Package Introduction

“XML” for manipulating XML files
“tm” for English text mining
“wordcloud” for tag cloud
“RColorBrewer” for colour settings

＊Bulk installation of packages is possible with the following code.

install.packages(c("XML", "tm", "wordcloud", "RColorBrewer"))

Note that you can also install individually by specifying install.packages (“package name”).

Download xml file

Access PubMed.http://www.ncbi.nlm.nih.gov/pubmed
Search.
Click Send to in the top right corner of the search results, select File→Format as xml and press Create File. You can then download the xml file.

Execute command

After running the code, you will be asked for the xml file to load and the destination folder. The result will be a csv file containing the number of word occurrences for each article title and abstract, and a tag plot in the destination folder. See the comments in the code for details.

###Loading the library#####
library("tcltk")
library("XML")
library("tm")
library("wordcloud")
library("RColorBrewer")
########

###Set the colour of the text in the tag cloud#####
Col <- brewer.pal(8, "Dark2") #Set color
########

###The "Number of occurrences of the word to plot" setting.

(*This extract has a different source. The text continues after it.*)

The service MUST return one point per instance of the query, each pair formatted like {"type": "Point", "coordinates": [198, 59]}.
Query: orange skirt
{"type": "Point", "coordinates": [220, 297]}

The settings for "Paper title" and "Abstract". #####
WordFreq <- c(5, 15)
########

###Loading Data#####
selectAXlm <- paste(as.character(tkgetOpenFile(title = "Select xml File",filetypes = '{"xml File" {".xml"}}',initialfile = "*.xml")), sep = "", collapse =" ")
MasterAnaData <- xmlInternalTreeParse(selectAXlm)
########

###Set the save location#####
SaveDir <- as.data.frame(paste(as.character(tkchooseDirectory(title = "Select Folder"), sep = "", collapse =" "))) 
SaveDir <- paste(SaveDir[1:(nrow(SaveDir)),], sep = " ", collapse = "/" ) 
setwd(SaveDir)
########

###Extract article title and abstract from xml file#####
###I think most xml operations extract element names and summarise their values. I think most of them can be supplemented with xpathSApply(). #####

#Selecting an Article Titles
Title <- as.data.frame(xpathSApply(MasterAnaData, "//ArticleTitle", xmlValue))

#Selecting an Abstract
Abstract <-as.data.frame(xpathSApply(MasterAnaData, "//AbstractText", xmlValue)) 
########

AnaList <- c("Title", "Abstract") 

for(i in seq(AnaList)){
  
  ###Text mining settings, according to your preferences#####
  #Creating a Corpus
  CorMaster <- Corpus(DataframeSource(eval(parse(text = AnaList[i])))) 
  CorMaster <- tm_map(CorMaster, stripWhitespace) #Delete blanks
  CorMaster <- tm_map(CorMaster, removeNumbers) #Delete numbers
  CorMaster <- tm_map(CorMaster, removePunctuation) #Delete punctuation
  CorMaster <- tm_map(CorMaster, removeWords, stopwords("english")) #Delete and, or, etc.
  TermVec <- DocumentTermMatrix(CorMaster) #Aggregation of Term Matrix
  ########
  
  ###Data framing of word analysis results#####
  AnalyticsAllWords <- as.data.frame(apply(TermVec, 2, sum)) #Aggregate word occurrence rates
  AnalyticsAllWords <- cbind(rownames(AnalyticsAllWords), AnalyticsAllWords)
  AnalyticsAllWords <- subset(AnalyticsAllWords, !(AnalyticsAllWords[, 1] %in% c("chlorella", "the", "this", "can", "thus", "these")) )#Set the words you want to remove
  AnalyticsAllWords <- AnalyticsAllWords[sort.list(AnalyticsAllWords[, 2], decreasing=TRUE),] #Sort by number of occurrences in descending order
  AnalyticsWords <- subset(AnalyticsAllWords, AnalyticsAllWords[, 2] &gt;= WordFreq[i]) #Select at least the specified number
  colnames(AnalyticsAllWords) <- c("単語", "出現数") #Set the columns name
  ########
  
  png(paste(AnaList[i], ".png", seq = ""), width = 1280, height = 800) #Save plot as png
  ###Tag Cloud Plotting#####
  wordcloud(AnalyticsWords[, 1], AnalyticsWords[, 2], scale=c(8,.2),
            random.order = FALSE, rot.per = .15, colors = Col)
  ########
  dev.off()
  
  write.csv(AnalyticsAllWords, paste(AnaList[i], "_結果.csv", seq = ""), row.names = FALSE) #Save results in csv
}

Output Examples

The tag cloud and csv file shown in the figure will be output to the folder specified as the destination. As an additional note, in the code shown above, the number of words to be output is set to 5 or more for paper titles and 15 or more for abstracts. Please change this if necessary. You can also use R on xml files other than PubMed. Some statistical information is available in xml format. Please try it.